Page 18 of Spring Fling
A startlingly familiar name appears on the screen. Tonya.
I glance at the bathroom door. Is she messaging me from in there? If we weren’t on the third floor, I’d worry she climbed out the window.
Frowning, I open the app.
Hey Wade, sorry about last night! I wanted to let you know I actually got back together with my ex. Hope you understand. Good luck out there. You’ll find someone.
I stare at the screen, not comprehending for a long second.
Then the pieces start to slide into place.
The woman I spent the night with isn’t Tonya. But who is she?
A sharp, sick feeling lodges itself in my chest — the same feeling I got the day I found the texts from my ex-wife saying she’d took a job in Chicago and hoped I’d understand.
The casual cruelty of it.
The blindsiding shock.
I remember standing in our old kitchen, coffee going cold in my hand, reading the words over and over again:
"It’s better this way. Neither of us really knew each other.”
And now here I am, years later, with a woman who isn’t who she said she was.
The bile rises fast and hard.
A soft knock rattles the hotel room door.

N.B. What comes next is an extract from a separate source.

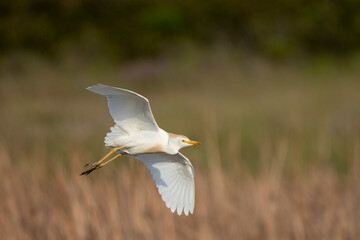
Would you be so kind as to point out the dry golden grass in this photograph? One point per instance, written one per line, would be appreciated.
(280, 160)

“Oh, what now.” I freeze, heart thudding.
Tonya—or, rather, my nameless date—is still in the bathroom.
There’s another knock, sharper this time. I drag on my jeans, and grab my shirt as I move to the door. I pull it open.

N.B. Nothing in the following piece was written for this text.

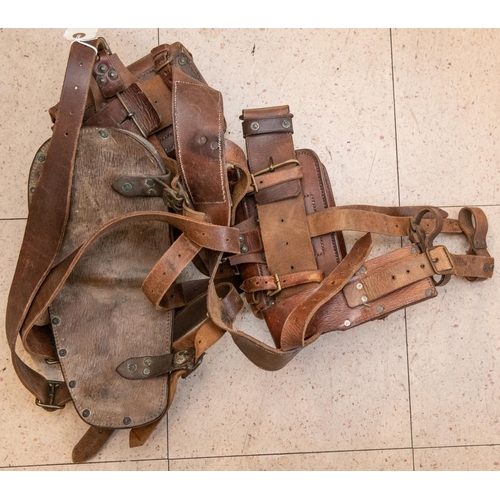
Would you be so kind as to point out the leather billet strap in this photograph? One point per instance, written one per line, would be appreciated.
(48, 215)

And come face-to-face with a man I’ve never seen before.
He’s about my height but wirier, with jittery energy rolling off of him in waves.
He glances past me into the room, then back at me.
He frowns. “Who the fuck are you?”
My jaw sets. “I could ask the same question.”
“I’m here to see Angela,” he says, like it should mean something.
I blink at him, disoriented. “Angela?”
“Yeah.” He shifts his weight. “My girlfriend.”
I grip the edge of the door harder. Everything inside me goes cold.
“Angela,” I say again. I can practically feel the blood draining from my face.
Behind me, the bathroom door creaks open. I don't have to turn around to know she's standing there.
“It’s me,” she says, her voice barely above a whisper. “I’m Angela.”